The curl of a vector field is a vector field that describes the circulation of a fluid around a point. It is calculated using the following formula:
$$\text{curl}(F) = \det \begin{pmatrix} \hat{\imath} & \hat{\jmath} & \hat{k} \\ \dfrac{\partial}{\partial x} & \dfrac{\partial}{\partial y} & \dfrac{\partial}{\partial z} \\ F_x & F_y & F_z \end{pmatrix}$$
In this case, the vector field is $F(x, y, z) = 2x^2y + 5z^2j – 4uyzk$. Substituting this into the formula for the curl, we get:
$$\text{curl}(F) = \det \begin{pmatrix} \hat{\imath} & \hat{\jmath} & \hat{k} \\ \dfrac{\partial}{\partial x} & \dfrac{\partial}{\partial y} & \dfrac{\partial}{\partial z} \\ 2x^2 & 5z^2 & -4uy \end{pmatrix} = -14zi – 2x^2k$$
Therefore, the curl of the vector field is $-14zi – 2x^2k$.
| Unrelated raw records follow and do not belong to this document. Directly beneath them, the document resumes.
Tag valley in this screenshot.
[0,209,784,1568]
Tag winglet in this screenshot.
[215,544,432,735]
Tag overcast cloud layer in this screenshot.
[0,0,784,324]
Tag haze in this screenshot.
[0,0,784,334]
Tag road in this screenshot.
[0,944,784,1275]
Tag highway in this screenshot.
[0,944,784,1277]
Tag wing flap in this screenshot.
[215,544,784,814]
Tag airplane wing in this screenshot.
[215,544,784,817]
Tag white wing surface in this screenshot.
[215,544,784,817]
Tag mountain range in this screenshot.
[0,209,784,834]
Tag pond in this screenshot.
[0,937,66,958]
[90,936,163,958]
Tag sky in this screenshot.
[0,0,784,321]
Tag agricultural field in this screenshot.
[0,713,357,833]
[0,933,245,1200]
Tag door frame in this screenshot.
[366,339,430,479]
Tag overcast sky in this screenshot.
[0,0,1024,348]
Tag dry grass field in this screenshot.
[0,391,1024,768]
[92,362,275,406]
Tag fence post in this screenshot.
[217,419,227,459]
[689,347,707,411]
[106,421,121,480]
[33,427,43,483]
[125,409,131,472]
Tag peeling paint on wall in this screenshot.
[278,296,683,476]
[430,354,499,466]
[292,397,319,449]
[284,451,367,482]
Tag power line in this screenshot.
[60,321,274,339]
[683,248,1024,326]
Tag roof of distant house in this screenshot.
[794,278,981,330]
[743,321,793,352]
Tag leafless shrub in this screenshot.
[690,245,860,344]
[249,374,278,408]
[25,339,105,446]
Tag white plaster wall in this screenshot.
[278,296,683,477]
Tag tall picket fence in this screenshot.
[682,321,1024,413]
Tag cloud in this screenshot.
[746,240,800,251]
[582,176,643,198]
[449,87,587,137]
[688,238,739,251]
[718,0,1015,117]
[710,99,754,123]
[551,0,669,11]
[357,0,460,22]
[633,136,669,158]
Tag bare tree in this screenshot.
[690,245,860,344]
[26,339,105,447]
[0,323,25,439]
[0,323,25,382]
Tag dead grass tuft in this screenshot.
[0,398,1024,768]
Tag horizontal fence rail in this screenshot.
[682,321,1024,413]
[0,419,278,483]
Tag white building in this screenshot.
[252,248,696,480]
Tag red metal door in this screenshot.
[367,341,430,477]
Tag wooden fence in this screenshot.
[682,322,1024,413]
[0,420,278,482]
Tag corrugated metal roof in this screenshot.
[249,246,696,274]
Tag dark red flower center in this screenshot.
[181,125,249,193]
Here is a brief explanation of each option:
- Option A: $-14zi – 2x^2k$. This is the correct answer. It is calculated using the formula for the curl of a vector field, and it matches the result of the calculation.
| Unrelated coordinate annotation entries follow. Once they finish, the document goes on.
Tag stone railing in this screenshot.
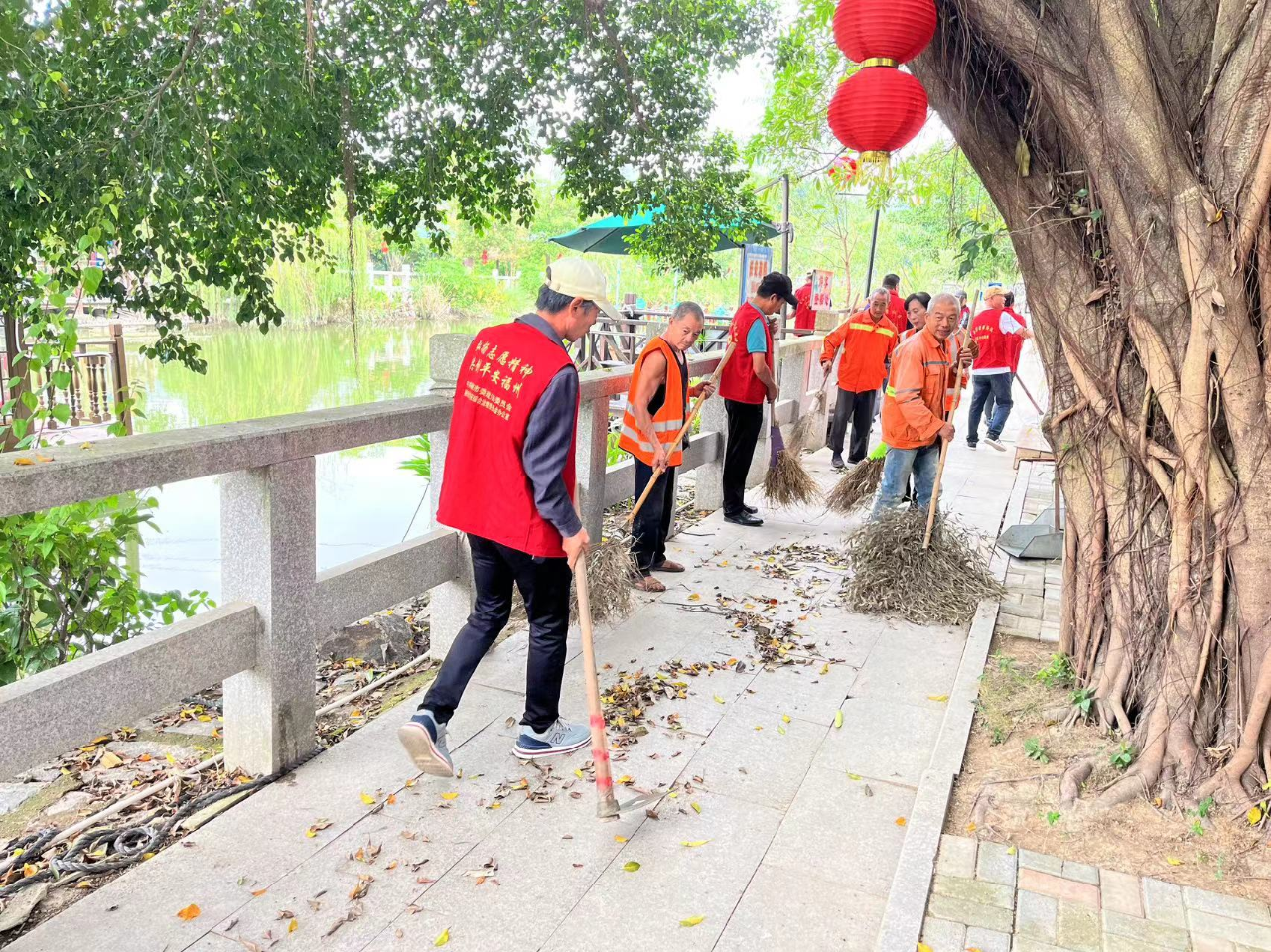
[0,335,825,779]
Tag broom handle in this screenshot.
[922,348,962,552]
[627,343,737,526]
[573,553,618,817]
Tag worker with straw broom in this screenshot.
[719,271,798,526]
[398,258,618,776]
[821,287,900,469]
[618,301,714,593]
[870,294,976,520]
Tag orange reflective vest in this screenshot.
[882,327,958,450]
[618,337,687,467]
[821,312,898,393]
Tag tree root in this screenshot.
[1059,756,1098,810]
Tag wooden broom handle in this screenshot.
[922,347,962,552]
[627,343,737,527]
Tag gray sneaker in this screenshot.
[513,717,591,758]
[398,709,455,776]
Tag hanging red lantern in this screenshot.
[830,67,926,165]
[826,155,857,186]
[834,0,935,67]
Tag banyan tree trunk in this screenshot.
[914,0,1271,804]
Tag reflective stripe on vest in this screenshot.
[618,337,684,467]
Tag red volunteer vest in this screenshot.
[1007,308,1029,373]
[437,323,578,558]
[719,301,773,403]
[971,308,1018,370]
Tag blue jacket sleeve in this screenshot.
[521,366,582,538]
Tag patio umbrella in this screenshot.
[548,205,780,254]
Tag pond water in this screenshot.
[127,322,491,599]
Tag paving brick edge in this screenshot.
[875,464,1031,952]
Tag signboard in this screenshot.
[811,271,834,310]
[737,244,773,307]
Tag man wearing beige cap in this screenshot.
[398,258,618,776]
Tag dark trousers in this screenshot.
[632,459,676,575]
[723,400,764,516]
[830,386,878,463]
[419,535,572,731]
[966,372,1014,446]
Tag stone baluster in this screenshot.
[428,335,477,658]
[221,457,318,774]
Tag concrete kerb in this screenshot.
[876,457,1029,952]
[876,602,998,952]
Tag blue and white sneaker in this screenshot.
[513,717,591,758]
[398,709,455,776]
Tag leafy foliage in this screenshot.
[0,0,771,393]
[0,495,213,684]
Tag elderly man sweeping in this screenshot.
[870,294,976,520]
[398,258,618,776]
[821,287,900,469]
[618,301,714,593]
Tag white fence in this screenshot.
[0,335,825,778]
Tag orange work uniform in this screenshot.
[821,310,898,393]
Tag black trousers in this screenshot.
[632,459,676,575]
[830,386,878,463]
[419,535,572,731]
[723,400,764,516]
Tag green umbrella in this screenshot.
[548,205,780,254]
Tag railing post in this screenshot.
[693,378,728,512]
[110,324,132,436]
[575,396,609,544]
[428,335,477,658]
[221,457,318,774]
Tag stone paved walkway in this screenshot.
[10,411,1014,952]
[922,835,1271,952]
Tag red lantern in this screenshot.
[834,0,935,67]
[826,155,857,186]
[830,67,926,164]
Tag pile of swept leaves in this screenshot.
[843,508,1005,625]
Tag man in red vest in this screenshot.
[794,271,816,335]
[719,271,798,526]
[618,301,714,593]
[821,289,898,469]
[882,275,909,335]
[966,285,1032,450]
[398,258,618,776]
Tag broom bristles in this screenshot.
[843,508,1005,625]
[569,538,639,621]
[764,450,821,506]
[825,459,884,516]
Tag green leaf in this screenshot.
[80,266,104,295]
- Option B: $6zi + 4x^2j – 2x^2k$. This option is incorrect because it does not include the term $-14zi$.
- Option C: $-14zi + 6yj + 2x^2k$. This option is incorrect because it does not include the term $-2x^2k$.
- Option D: $6zi – 8xyj + 2x^2yk$. This option is incorrect because it does not include the term $-14zi$.